Filosofia guida della vita
versione latino Cicerone traduzione libro nuovo dalla sintassi al testo

vitae philosophia dux, o virtutis indagatrix expultrixque vitiorum! quid omnino vita hominum sine te esse potuisset? Tu urbes peperisti, tu dissipatos homines in societatem vitae convocasti, tu eos inter se primo domiciliis, deinde coniugiis, tum litterarum et vocum communione iunxisti, tu inventrix legum, tu magistra morum et disciplinae fuisti.

Ad te confugimus, a te opem petimus, tibi nos penitus totosque tradimus.

Est unus dies bene et ex praeceptis tuis actus peccanti immortalitati anteponendus. Cuius igitur potius opibus utamur quam tuis, quae et vitae tranquillitatem largita nobis es et terrorem mortis sustulisti? Ac philosophia tantum abest ut, proinde ac de hominum est vita merita, laudetur ut, a plerisque neglecta, a multis etiam vituperetur.

Vituperare quisquam vitae parentem et hoc parricidio se inquinare audet et tam impie ingratus esse, ut eam accuset, quam vereri deberet, etiam si minus percipere potuisset?

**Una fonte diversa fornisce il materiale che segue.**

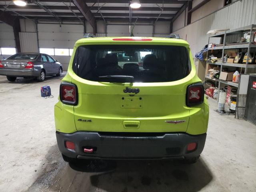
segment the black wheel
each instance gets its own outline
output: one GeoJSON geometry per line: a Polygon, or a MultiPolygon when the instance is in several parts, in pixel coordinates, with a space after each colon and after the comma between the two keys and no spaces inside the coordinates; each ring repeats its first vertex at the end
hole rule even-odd
{"type": "Polygon", "coordinates": [[[6,78],[9,81],[15,81],[16,77],[12,77],[11,76],[6,76],[6,78]]]}
{"type": "Polygon", "coordinates": [[[37,77],[37,80],[38,81],[44,81],[45,78],[45,72],[42,70],[40,72],[39,76],[37,77]]]}
{"type": "Polygon", "coordinates": [[[186,158],[185,159],[182,160],[181,162],[184,164],[193,164],[193,163],[196,163],[200,157],[200,156],[198,156],[192,158],[186,158]]]}
{"type": "Polygon", "coordinates": [[[58,74],[57,74],[57,76],[58,77],[59,77],[60,76],[61,76],[61,74],[62,73],[62,69],[61,68],[60,68],[60,69],[59,69],[59,72],[58,73],[58,74]]]}

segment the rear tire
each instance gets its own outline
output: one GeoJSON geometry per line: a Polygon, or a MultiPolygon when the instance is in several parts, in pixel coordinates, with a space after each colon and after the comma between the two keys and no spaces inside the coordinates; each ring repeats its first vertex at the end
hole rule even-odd
{"type": "Polygon", "coordinates": [[[56,75],[57,77],[60,77],[61,76],[61,74],[62,74],[62,69],[61,68],[60,68],[60,69],[59,69],[59,72],[56,75]]]}
{"type": "Polygon", "coordinates": [[[9,81],[15,81],[16,77],[12,77],[11,76],[6,76],[6,78],[9,81]]]}
{"type": "Polygon", "coordinates": [[[38,77],[37,79],[38,81],[42,82],[44,80],[45,78],[45,72],[44,70],[42,70],[40,72],[39,76],[38,77]]]}

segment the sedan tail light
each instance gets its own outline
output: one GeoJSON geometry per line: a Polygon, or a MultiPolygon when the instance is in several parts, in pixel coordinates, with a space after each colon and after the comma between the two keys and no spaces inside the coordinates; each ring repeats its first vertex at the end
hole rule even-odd
{"type": "Polygon", "coordinates": [[[76,85],[62,82],[60,87],[60,98],[63,103],[76,105],[78,102],[77,88],[76,85]]]}
{"type": "Polygon", "coordinates": [[[204,102],[204,86],[202,83],[196,83],[190,85],[187,88],[186,104],[194,106],[204,102]]]}
{"type": "Polygon", "coordinates": [[[34,66],[34,64],[31,62],[31,61],[29,61],[28,62],[28,64],[25,67],[25,69],[31,69],[31,68],[33,68],[34,66]]]}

O filosofia, guida della vita, o ricercatrice della virtù ed eliminatrice dei vizi! cosa avrebbe potuto essere la vita degli uomini nella sua totalità senza di te? Tu costruisti città, chiamasti gli uomini disuniti alla vita associata, tu li unisti dapprima con le abitazioni, poi con i matrimoni, infine con la comunanza delle lettere e delle parole, tu fosti l’inventrice delle leggi, maestra di costumi e conoscenza. In te ci rifugiamo, a te chiediamo aiuto, a te ci consegniamo tutti, completamente.

Un solo giorno vissuto bene e secondo i tuoi precetti è da preferire a un’eternità di errori. Delle risorse di chi ci serviamo più volentieri che delle tue, tu che ci hai donato la tranquillità della vita e hai eliminato il terrore della morte? E proprio la filosofia è così lontana dall’essere lodata nella stessa misura in cui rende servigi alla vita dell’uomo, al punto che, trascurata dalla maggioranza, da molti è perfino vituperata.

Qualcuno osa insultare la generatrice della vita e macchiarsi dell’assassinio di un genitore, ed essere così scelleratamente ingrato da accusarla – dovrebbe rispettarla –, benché abbia potuto apprendere di meno [senza di essa]?